Sem tem um aspecto que eu não gostei muito foi a posição de dirigir. Primeiro, o motorista senta numa posição demasiadamente alta. Segundo, a direção não tem ajuste de profundidade, apenas de altura. Encontrar a posição adequada foi meio difícil – um pouco mais para frente e meus joelhos encostavam no console central; um pouco mais para trás e meus braços ficavam muito esticados. Se por um lado a posição de dirigir alta incomoda, por outro, ajuda a enxergar a frente do carro, que tem proporções continentais.
ACABAMENTO E ERGONOMIA INTERNA
Se na parte mecânica, a simplicidade cativa e é um dos grandes triunfos do carro. Por dentro, um pouco mais de carinho e atenção aos detalhes seria bem-vindo.
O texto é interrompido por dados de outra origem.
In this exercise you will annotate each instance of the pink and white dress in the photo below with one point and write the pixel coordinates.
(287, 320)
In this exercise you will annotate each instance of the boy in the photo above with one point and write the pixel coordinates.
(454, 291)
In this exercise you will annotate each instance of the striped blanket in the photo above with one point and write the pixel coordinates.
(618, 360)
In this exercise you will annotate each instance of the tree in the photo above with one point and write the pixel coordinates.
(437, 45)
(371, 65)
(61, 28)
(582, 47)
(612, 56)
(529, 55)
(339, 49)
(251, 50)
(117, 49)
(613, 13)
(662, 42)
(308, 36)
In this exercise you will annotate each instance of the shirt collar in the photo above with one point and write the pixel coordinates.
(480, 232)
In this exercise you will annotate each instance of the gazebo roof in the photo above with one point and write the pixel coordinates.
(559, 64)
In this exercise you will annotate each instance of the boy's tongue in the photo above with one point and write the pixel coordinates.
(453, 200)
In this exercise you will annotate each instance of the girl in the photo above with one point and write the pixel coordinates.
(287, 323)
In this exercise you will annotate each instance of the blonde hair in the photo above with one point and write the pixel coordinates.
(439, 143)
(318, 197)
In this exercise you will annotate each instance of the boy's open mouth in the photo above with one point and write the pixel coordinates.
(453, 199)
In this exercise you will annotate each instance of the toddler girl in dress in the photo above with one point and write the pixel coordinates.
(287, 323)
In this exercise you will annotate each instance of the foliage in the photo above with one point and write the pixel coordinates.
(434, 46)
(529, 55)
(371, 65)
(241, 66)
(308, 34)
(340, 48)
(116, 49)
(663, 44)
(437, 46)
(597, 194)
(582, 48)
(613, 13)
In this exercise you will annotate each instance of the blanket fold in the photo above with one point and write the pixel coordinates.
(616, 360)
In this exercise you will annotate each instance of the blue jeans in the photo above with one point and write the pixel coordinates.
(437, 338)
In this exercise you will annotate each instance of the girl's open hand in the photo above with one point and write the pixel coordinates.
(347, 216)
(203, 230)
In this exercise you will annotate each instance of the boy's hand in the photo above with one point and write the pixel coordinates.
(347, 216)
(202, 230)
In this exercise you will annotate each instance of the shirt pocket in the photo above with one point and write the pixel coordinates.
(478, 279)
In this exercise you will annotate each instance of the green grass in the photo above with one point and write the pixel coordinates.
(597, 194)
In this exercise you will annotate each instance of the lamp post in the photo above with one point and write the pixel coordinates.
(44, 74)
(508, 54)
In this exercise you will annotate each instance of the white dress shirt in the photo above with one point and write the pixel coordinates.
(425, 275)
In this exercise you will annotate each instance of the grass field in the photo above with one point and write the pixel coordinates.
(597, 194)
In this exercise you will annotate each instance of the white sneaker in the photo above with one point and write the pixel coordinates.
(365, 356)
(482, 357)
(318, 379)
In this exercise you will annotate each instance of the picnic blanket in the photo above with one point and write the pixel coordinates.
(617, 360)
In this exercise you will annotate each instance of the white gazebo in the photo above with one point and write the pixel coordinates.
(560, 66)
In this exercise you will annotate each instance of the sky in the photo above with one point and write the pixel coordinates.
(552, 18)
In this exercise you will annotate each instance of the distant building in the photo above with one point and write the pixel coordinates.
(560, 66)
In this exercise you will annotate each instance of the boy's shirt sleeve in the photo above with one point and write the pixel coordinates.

Não vou chegar ao ponto de dizer que o Shelby é ruim por dentro. Porém, um veículo desse tipo, com toda essa performance, poderia utilizar materiais mais nobres dentro. São plásticos duros espalhados pelas portas, painel e console central que parecem ter vindo de modelos mais baratos da Ford.
O banco é revestido de couro, mas está mais para uma poltrona de sala, do que para o banco de um carro esportivo. Menção honrosa à aplicação de alcântara no volante.
Agora, se você compra um esportivo americano esperando refino no acabamento, sinto informar, mas começou procurando esse tipo de coisa no carro errado.
Em termos de ergonomia, eu gostei de como o painel e os comandos para o motoristas são simples. Tudo muito fácil e intuitivo. Eu desafio qualquer um a precisar do manual do proprietário para qualquer coisa.
CONCLUSÃO
Carros norte-americanos nunca foram ou serão complexos em termos de tecnologia. Caso fosse de outra forma, seria ofender todo o legado construído nos últimos 100 anos da história do automóvel. A simplicidade, a pureza, ausência de refino e brutalidade são predicados únicos de carros esportivos dessa escola automotiva.
Há quem torça o nariz para isso. Eu mesmo nunca fui um grande admirador dos carros da terra do Tio Sam. Porém, é como eu sempre digo, para avaliar um carro, é necessário olhar para a sua proposta. Dentre os muscle cars norte-americanos, por hora, nada compete com o Stang, especialmente se for um Shelby GT500. O Hellcat está aí para desafiar a coroa do pony da Ford.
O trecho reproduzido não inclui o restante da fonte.